Word salad around omni-channel transformation isn't going to bowl anyone over at Bed, Bath & Beyond

Profile picture for user slauchlan By Stuart Lauchlan July 11, 2019
Summary:
Bed, Bath & Beyond needs to put meat on the bones of its omni-channel achievements.

salad bowl

When we last checked in on Bed, Bath & Beyond’s omni-channel transformation progress, it wasn’t a pretty picture, with increasingly impatient activist investors circling the firm and complaining about lack of progress and “detached from reality” management.

At the time, CEO Steven Temares was trying to pitch a long game message and convince the world that the transformation program had delivered “significant foundational change” across the business. Our assessment was stark:

It’s not a pretty picture at this point for Bed, Bath & Beyond’s omni-channel future - at least not under the current regime.

Flash forward and the outlook hasn’t changed, but the regime has. Temares is gone and while a full-time successor is found, interim CEO Mary Winston is left to sell the idea that there’s change underway and this time around it will work, honest it will!

It needs to. The retailer just turned in another set of awful quarterly numbers - a profit of $43.6 million a year ago turned into a net loss of $371.1 million, while revenues fell by 6.6%  year-on-year to $2.57 billion.

Enjoying the grace period afforded to any incoming CEO to critique the business without having to be held responsible, she admits:

There needs to be a fundamental change in our approach to executing the company's business transformation. A key challenge for the business in the past has been that there have been too many initiatives underway which has resulted in a lack of strategic focus and less meaningful results.

That’s commendably candid and also frankly a statement of what has been pretty obvious for a long time. But the road to recovery begins with the admission that there’s a problem to be addressed, so let’s give that a pass. The question now then is - what next?

What does that mean?

The answer it seems lies with a new Business Transformation and Strategy Committee. When in doubt, set up a strategy committee! This one is going to:

review and evaluate the ongoing business transformation and will make recommendations on how the company can best capitalize on and navigate the evolving retail environment to accelerate the company's evolution.

And if that’s not enough mission statement waffle for you, try this:

Together, the Board and the management team are challenging our current value proposition and operating model to take on a more holistic approach to the transformation while also maintaining a focus on delighting our customers and delivering long term value to shareholders.

I can’t see that word salad calming angry activists at the shareholder meeting on 25 July, even if it’s served up in a lovely salad bowl from Bed, Bath & Beyond’s extensive range.

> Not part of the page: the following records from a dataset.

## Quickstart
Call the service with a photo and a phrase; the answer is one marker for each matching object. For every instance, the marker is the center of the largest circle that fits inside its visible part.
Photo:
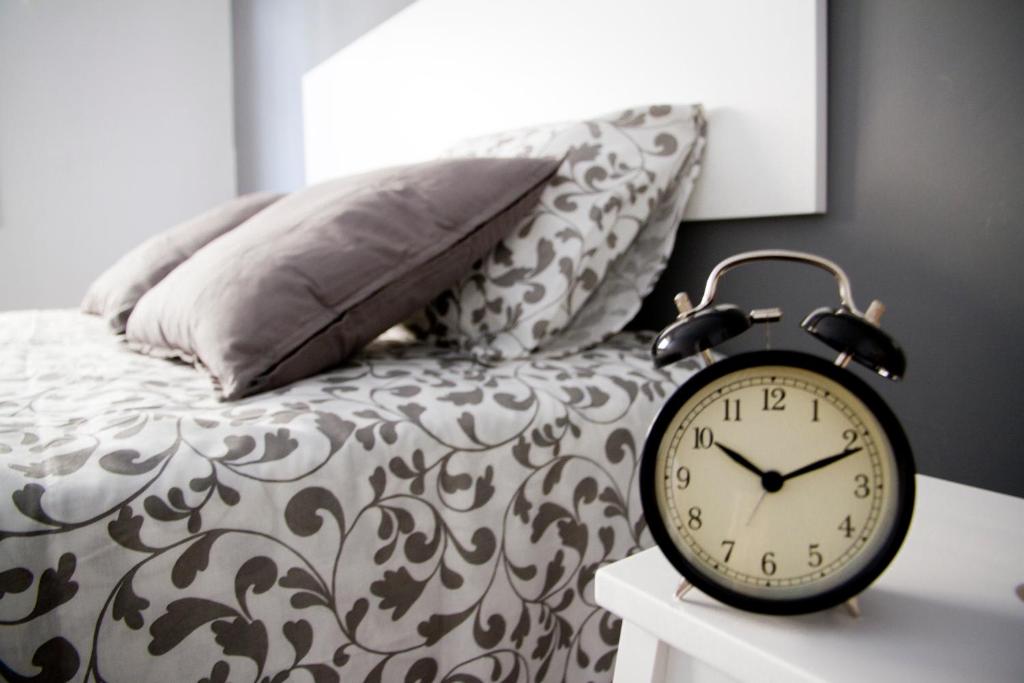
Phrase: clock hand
(739, 459)
(818, 464)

And Winston was noticeably short on specifics, even around existing omni-channel transformation programs. Over the last quarter, half of the $68 CapEx costs went on technology projects around digital capabilities, analytics and logistics. Nothing was said on the post-results analyst call to advance any understanding of what’s been achieved.

Instead the interim CEO fell back on the mile-high, ‘on the one hand, on the other hand’ blandishments:

We need to give our customers a reason to keep shopping in our brick-and-mortar stores and in order to do that we must update and enhance store experience. This will continue to be a priority for us. Beyond enhancing our store experience, we must also transform the online shopping experience to engage our customers digitally. Both our store and digital experiences will continue to be areas of focus for us.

My take

It's still early and there is much work to do to fully assess the business.

Well, yes, it’s certainly the case that Winston is new to the CEO chair and that’s not a comfortable seat to be in right now, even if it’s one of Bed, Bath & Beyond’s extensive range of seating. But that’s where she finds herself and with two weeks to come up with a better tale to tell to shareholders at the annual meeting.

The Business Transformation and Strategy Committee won’t have come to any significant conclusions by then, but the company needs to get out in front of the challenge of presenting some benefits of that CapEx investment so far. If it can’t illustrate some omni-channel progress, then all the word salad in the world isn’t going to help, no matter how nice the bowl it's served up in.